Back in his university days at Mount Allison, William Forrestall visited the Whitney Museum in New York City. In the retrospective of American art from the 1960s and ‘70s were two still-life paintings by William Bailey.
“It was almost like they were whispering across the room while everyone was yelling and that whispering caught my attention,” Forrestall said.
In that moment, Forrestall knew he was going to paint still-life art. He went to an art shop and bought what he now says was the worst black-and-white still-life painting.
“It was the start of something that evolved with time.”
Forrestall, who teaches art at St. Thomas University, has spent the last few years harnessing that talent with shows across Canada, the United States, Japan and China. But for the Nova Scotia native, art is about much more than technique.
“I want to be focused on what life is about. Life is about passing. We’re all here for a brief period of time and we sort of wrestle with time. It’s one of the great mysteries,” he said. “Still-life painting is a poetic form of accepting and defying the nature of time.”
Forrestall grew up in an artistic family. His parents and siblings are also involved in the arts.

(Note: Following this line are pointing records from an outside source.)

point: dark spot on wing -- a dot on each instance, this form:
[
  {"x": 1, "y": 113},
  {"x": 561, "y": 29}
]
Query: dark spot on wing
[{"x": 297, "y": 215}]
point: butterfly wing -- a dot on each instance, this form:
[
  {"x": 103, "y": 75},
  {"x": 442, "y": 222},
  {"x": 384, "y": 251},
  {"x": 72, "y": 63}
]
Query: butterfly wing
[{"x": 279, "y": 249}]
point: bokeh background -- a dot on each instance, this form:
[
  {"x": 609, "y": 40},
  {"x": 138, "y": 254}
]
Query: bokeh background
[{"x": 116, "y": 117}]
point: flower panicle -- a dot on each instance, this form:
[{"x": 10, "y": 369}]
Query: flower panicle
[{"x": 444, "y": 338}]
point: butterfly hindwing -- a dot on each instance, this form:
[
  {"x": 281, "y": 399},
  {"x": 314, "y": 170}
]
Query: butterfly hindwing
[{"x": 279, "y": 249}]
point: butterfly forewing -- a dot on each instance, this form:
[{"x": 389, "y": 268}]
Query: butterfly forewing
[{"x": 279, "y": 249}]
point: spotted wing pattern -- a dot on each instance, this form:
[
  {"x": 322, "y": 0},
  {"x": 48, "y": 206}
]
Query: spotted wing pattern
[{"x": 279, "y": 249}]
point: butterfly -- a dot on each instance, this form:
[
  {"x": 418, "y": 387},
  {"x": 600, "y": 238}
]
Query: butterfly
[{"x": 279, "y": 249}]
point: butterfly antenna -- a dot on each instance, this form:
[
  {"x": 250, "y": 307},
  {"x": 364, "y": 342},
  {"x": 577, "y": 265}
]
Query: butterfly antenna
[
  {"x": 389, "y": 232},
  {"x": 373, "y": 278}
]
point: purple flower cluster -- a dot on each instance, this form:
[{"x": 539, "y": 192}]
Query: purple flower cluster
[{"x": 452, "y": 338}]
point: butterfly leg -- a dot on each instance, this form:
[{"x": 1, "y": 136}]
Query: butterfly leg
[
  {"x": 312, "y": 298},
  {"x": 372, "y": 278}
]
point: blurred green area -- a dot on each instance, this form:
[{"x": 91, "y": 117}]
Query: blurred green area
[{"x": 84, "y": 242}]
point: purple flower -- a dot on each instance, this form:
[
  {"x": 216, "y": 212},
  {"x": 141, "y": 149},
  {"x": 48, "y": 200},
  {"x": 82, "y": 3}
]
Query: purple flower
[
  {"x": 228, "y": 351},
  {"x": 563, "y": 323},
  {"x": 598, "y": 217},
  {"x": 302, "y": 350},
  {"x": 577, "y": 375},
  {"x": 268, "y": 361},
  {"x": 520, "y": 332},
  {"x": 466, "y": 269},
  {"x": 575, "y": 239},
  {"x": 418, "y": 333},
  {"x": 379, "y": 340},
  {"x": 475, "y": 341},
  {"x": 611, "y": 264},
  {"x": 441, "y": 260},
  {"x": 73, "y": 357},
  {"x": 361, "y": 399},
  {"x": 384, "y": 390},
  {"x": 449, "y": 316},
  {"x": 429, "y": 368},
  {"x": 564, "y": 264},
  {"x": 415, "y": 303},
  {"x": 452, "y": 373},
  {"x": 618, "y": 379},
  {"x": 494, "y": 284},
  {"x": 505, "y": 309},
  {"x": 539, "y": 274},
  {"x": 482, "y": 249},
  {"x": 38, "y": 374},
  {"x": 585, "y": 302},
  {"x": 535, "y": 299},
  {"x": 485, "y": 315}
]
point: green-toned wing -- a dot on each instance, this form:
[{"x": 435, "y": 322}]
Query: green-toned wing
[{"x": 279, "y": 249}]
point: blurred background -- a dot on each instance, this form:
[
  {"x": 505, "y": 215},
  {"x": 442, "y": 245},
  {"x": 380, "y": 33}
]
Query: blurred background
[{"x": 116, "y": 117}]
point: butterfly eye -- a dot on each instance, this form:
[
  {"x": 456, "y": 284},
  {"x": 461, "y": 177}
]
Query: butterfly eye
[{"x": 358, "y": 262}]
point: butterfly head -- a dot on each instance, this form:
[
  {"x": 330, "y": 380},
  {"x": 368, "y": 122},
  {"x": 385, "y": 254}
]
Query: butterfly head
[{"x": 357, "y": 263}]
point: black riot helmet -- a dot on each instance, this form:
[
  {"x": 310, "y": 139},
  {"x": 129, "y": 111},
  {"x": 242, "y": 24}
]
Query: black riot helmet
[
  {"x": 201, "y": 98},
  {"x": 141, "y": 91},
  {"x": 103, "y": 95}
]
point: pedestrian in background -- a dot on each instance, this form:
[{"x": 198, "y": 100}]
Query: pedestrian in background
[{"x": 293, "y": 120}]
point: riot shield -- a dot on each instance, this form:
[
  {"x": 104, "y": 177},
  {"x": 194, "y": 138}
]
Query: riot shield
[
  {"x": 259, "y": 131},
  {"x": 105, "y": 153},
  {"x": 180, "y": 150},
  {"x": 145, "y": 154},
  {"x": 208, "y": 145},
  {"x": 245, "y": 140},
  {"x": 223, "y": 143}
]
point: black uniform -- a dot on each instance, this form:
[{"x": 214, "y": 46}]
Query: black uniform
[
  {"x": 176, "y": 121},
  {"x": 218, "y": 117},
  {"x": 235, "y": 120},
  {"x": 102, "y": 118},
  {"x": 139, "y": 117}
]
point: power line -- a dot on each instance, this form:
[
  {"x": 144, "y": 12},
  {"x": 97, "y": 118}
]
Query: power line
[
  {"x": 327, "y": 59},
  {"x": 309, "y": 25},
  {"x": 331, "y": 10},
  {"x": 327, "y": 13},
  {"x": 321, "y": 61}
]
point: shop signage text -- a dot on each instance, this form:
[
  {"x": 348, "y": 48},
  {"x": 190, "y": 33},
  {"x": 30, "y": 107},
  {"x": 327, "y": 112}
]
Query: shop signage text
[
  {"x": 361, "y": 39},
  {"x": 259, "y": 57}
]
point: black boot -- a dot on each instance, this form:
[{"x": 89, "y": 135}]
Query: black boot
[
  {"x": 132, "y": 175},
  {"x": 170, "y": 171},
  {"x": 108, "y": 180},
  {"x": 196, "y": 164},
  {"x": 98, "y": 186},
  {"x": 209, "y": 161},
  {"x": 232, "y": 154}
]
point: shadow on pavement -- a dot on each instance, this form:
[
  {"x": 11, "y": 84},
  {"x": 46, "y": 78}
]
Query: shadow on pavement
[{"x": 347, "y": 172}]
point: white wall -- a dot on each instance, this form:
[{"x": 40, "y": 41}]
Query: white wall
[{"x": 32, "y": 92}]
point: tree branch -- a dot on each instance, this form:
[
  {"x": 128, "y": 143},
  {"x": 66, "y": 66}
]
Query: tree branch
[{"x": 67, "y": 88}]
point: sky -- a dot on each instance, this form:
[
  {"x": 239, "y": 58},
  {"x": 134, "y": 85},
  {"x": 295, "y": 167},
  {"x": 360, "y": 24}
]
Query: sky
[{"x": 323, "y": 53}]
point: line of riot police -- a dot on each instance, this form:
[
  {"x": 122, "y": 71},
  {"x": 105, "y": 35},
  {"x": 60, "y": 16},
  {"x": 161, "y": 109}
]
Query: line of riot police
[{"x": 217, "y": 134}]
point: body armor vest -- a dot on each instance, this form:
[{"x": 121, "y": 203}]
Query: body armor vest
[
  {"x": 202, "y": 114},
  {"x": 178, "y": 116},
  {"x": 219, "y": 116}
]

His father, Tom, is one Canada’s best known magic realist painters.
“It just seemed so normal, to just do paintings, and this kind of creative enterprises.”
But it was clear to Forrestall that he had to grow for himself. Thankfully, he always had the support of his family.
He started teaching at STU when the department was looking for someone to teach a course on drawing and sketching.
Forrestall encourages his students to not be afraid of showing their paintings, their emotions and in general, their art. He organizes student exhibitions inside the university so they can feel proud of their work.
“You want to be the best artist you can be, and I want you to be the best artist you can be because nobody is going to be the same as you.”
Forrestall doesn’t judge, he tries to see the beauty and emotions in each piece. He knows everyone has something to say, and enjoys discovering their inner thoughts through art.
His advice for students pursuing an artistic career is to connect with an audience.
“If you are writing poetry, don’t stick it under your bed. Look for feedback. Some will be critical and some will be good, and both are fine. Connect with people.”
Right now, he’s working on three writing projects as a member the International Association of Art Critics. He interviews other artists and writes essays about art, which he loves.
He is an expert at time management and strives for perfection. He works as a professor, paints and writes.
To challenge himself, Forrestall likes to start a new project every time he feels stuck.
“It’s both a strength and a weakness because I want to finish other projects too, but it helps me keep painting.”
Wearing a customary brown jacket, jeans and shoes, he seems as comfortable in front of a class as he is in his own skin.
“Never forget who you are, as art is who you show yourself.”